Converting from CSV to PostgreSQL and PostGIS

Liz Sanderson
Liz Sanderson
  • Updated

FME Version

  • FME 2020.1

Introduction

You have been assigned the task to update a PostgreSQL database with census data and library locations for different neighborhoods in the City of Vancouver. The census data needs to be split up by age range as well as neighborhood. The library dataset is missing neighborhood information, so using a spatial overlay you will add in the neighborhood information before writing out to the database.
 

Requirements

A PostgreSQL database with PostGIS:
Before you begin, please follow Creating a PostgreSQL/PostGIS Training Database with FME to create a local Postgres database that can be written to. 
 

Step-by-step Instructions

Part 1: CSV to Tabular PostgreSQL

1. Open a Blank FME Workspace and Add a CSV Reader
In a blank workspace, add a CSV Reader and read in the Census2016.csv. Open the parameters, in this CSV dataset, the field names start on line 5. For the Field Names Line parameter, enter 5, then confirm the Preview is showing the correct data, and then click OK.


2. Filter Data
Now we need to filter the census data based on the different age range of potential visitors to the library. This census data is a bit messy, but if you inspect it using either Visual Preview or FME Data Inspector, you can see the following:

  • ID 2 = Ages 0 to 14
  • ID 7 = Ages 15 to 19
  • ID 8 = Ages 20 to 24
  • ID 9 = Ages 25 to 29
  • ID 10 = Ages 30 to 34
  • ID 11 = Ages 35 to 39
  • ID 12 = Ages 40 to 44
  • ID 13 = Ages 45 to 49
  • ID 14 = Ages 50 to 54
  • ID 15 = Ages 55 to 59
  • ID 16 = Ages 60 to 64
  • ID 17 = Ages 65 and over

These are the IDs we want to keep. Add a Tester to the canvas and connect it to the CSV reader feature type. In the parameters, create a new test ID = 2, then copy the test and paste it 11 times. Change the Right Value to match the ID number listed above. Then change the Logic for the 11 rows to OR.
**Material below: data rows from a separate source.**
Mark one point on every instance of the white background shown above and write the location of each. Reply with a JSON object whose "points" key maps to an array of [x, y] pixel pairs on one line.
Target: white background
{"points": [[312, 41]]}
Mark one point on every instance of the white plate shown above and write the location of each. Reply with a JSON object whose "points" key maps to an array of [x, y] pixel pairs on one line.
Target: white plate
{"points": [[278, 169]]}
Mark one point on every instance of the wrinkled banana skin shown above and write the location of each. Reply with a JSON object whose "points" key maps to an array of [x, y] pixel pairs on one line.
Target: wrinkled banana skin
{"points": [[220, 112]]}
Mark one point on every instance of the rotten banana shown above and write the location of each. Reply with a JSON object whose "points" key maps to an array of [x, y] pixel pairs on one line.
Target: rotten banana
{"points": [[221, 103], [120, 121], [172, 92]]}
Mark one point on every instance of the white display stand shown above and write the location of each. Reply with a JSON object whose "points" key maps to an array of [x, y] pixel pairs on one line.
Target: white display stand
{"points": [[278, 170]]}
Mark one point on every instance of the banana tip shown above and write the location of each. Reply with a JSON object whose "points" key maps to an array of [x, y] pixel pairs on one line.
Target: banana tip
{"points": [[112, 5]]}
After completing the Tester, run the workspace with Feature Caching Enabled, and inspect the output of the Tester. You should have 12 features that match the list above.
 
3. Condense Ages
We don’t need our data to be this specific with most of the age ranges spanning only 5 years. Instead, we can condense them to be under 14, 15 to 29, 30 to 59, and 60 and over. To do this, we will use an AttributeRangeFilter. Add an AttributeRangeFilter to the canvas and connect it to the Passed output port on the Tester. In the parameters, set the following:

From

To

Output Port

7

9

Age 15 to 29

10

15

Age 30 to 59

16

17

Age 60 and over





4. Rename Age Range
Before we go any further, we need to update the Variable attribute values to reflect our new age range. Add an AttributeCreator to the canvas and connect it to the AttributeRangeFilter Age 15 to 29 output port. In the parameters, select Variable as the New Attribute and then set the Attribute Value to Age 15 to 29, then click OK.
Duplicate the AttributeCreator and connect it to the Age 30 to 59 output port, and change the Attribute Value to Age 30 to 59. Repeat with the Age 60 and over output port. For the Unfiltered output port change the Attribute Value to Age 14 and under.


5. Aggregate Values
With the age ranges redefined, now we need to add them together (aggregate them). Add an Aggregator after the first AttributeCreator. In the parameters, select all of the Neighborhood Names (all attributes except ID and Variable) for Attributes to Sum, then click OK. Duplicate the Aggregator three times and connect each one to the AttributeCreators.


6. Sort the Age Ranges
Before we write out, we will need to sort the age ranges so that they are in numerical order. Add a Sorter transformer to the canvas and connect it to all four Aggregators. In the parameters, set the Attribute to Variable, Alphabetic, in Ascending order. 


7. Write to PostgreSQL
Now we are ready to write out our census data. Add a PostgreSQL Writer to the canvas. For the Dataset, connect to the FME Training database created in Creating a PostgreSQL/PostGIS Training Database with FME or your own database. 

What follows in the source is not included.